The Tappan Zee Bridge, which carries 51 million vehicles annually across the Hudson River between Rockland and Westchester counties, is one of the Northeast region’s most important transportation arteries–and it’s badly in need of replacement.
Nicole Gelinas relates the story behind this “disaster in slow motion” in this article in the Spring Issue of Manhattan Institute’s City Journal. The bridge, she writes, “exemplifies the state of America’s infrastructure in 2011”:
We rely on it more than ever: each year, 51 million cars, trucks, and buses traverse the seven-lane “Tap,” as locals call it. More people commute over it than through the Lincoln or the Holland Tunnel, both of which cross the river to the south. Yet New York outgrew the bridge decades ago, with today’s traffic far exceeding the structure’s designed capacity. Worse, the Tappan Zee is a disaster in slow motion.
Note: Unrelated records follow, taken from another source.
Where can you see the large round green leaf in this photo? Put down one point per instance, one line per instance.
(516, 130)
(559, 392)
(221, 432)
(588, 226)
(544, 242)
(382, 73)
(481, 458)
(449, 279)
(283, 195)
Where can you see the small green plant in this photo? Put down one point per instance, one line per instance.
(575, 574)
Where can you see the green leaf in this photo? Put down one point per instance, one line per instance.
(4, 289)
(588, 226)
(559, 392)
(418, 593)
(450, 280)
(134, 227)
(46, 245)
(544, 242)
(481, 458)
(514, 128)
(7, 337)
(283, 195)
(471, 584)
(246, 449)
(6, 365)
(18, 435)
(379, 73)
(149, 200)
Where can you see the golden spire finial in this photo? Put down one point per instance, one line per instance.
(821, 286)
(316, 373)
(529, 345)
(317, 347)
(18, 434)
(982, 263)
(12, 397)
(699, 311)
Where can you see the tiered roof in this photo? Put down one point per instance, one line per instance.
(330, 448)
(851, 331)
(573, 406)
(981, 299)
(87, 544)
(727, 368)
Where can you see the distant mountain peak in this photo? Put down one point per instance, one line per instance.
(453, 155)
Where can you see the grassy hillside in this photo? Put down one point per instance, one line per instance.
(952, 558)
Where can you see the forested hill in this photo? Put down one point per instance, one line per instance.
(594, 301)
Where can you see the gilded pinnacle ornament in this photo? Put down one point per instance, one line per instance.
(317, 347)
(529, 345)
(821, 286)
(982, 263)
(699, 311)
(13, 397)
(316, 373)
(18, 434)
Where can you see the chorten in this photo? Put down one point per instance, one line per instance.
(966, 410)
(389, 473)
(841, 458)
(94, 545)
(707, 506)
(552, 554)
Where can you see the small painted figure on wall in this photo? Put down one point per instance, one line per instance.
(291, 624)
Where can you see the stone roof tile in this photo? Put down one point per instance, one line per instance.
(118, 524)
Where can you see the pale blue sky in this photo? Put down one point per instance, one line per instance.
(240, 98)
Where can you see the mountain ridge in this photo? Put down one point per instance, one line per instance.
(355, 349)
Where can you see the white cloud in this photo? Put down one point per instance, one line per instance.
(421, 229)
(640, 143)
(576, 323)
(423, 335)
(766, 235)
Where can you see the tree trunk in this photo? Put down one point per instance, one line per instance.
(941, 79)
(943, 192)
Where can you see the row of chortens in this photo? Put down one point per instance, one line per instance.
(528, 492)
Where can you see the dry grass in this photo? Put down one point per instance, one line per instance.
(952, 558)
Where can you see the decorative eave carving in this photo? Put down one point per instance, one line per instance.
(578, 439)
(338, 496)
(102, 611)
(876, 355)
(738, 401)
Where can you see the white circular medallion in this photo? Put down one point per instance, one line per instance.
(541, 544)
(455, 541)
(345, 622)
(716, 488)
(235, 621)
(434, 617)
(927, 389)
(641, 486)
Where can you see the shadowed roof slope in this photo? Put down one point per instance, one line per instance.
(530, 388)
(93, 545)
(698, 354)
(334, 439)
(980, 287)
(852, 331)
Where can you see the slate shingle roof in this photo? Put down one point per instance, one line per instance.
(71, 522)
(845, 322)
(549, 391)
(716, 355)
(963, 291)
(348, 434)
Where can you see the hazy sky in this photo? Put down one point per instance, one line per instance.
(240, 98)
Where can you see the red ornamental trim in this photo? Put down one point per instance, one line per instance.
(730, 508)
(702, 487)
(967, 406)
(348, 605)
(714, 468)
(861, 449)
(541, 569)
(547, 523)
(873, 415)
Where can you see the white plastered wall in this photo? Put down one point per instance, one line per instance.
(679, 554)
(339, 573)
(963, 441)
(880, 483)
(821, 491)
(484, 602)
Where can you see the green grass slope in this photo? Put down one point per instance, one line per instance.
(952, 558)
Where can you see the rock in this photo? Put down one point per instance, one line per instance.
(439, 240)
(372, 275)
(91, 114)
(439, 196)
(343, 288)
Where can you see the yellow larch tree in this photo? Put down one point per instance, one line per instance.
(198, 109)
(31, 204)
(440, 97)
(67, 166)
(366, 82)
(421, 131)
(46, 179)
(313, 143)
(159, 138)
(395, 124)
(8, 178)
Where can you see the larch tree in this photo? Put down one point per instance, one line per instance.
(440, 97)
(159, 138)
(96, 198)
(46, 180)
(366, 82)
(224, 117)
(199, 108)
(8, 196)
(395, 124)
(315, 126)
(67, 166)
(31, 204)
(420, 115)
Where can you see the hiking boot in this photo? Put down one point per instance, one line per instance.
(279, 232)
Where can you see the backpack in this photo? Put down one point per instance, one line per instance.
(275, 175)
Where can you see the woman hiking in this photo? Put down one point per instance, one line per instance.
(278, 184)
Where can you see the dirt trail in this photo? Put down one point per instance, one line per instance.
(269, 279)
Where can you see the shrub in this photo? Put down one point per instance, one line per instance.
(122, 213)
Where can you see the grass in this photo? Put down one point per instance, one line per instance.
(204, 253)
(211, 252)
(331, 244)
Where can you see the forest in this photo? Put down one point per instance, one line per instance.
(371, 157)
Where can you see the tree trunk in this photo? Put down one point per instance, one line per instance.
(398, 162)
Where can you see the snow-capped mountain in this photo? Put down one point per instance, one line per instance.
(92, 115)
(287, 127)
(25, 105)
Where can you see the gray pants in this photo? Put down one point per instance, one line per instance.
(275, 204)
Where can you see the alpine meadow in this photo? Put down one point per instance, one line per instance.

Absent ceaseless repairs and ever-vigilant inspectors, it could collapse. Even short of such a disaster, the bridge’s deterioration poses a significant risk to the regional economy: if state officials ever felt that they were losing the battle against the Tap’s decay, they would shut it immediately, diverting traffic to already-clogged arteries to the south and preventing thousands of the downstate region’s workers and customers from getting to their destinations.
The Tappan Zee’s parlous condition is nothing new. Yet New York State, after more than a decade of halfhearted attempts to start building a replacement, remains at least another decade away from finishing a new bridge—in fact, a half-decade away from even beginning the project. This failure reflects a lack of political will, a weakness that threatens the Empire State’s capacity to grow.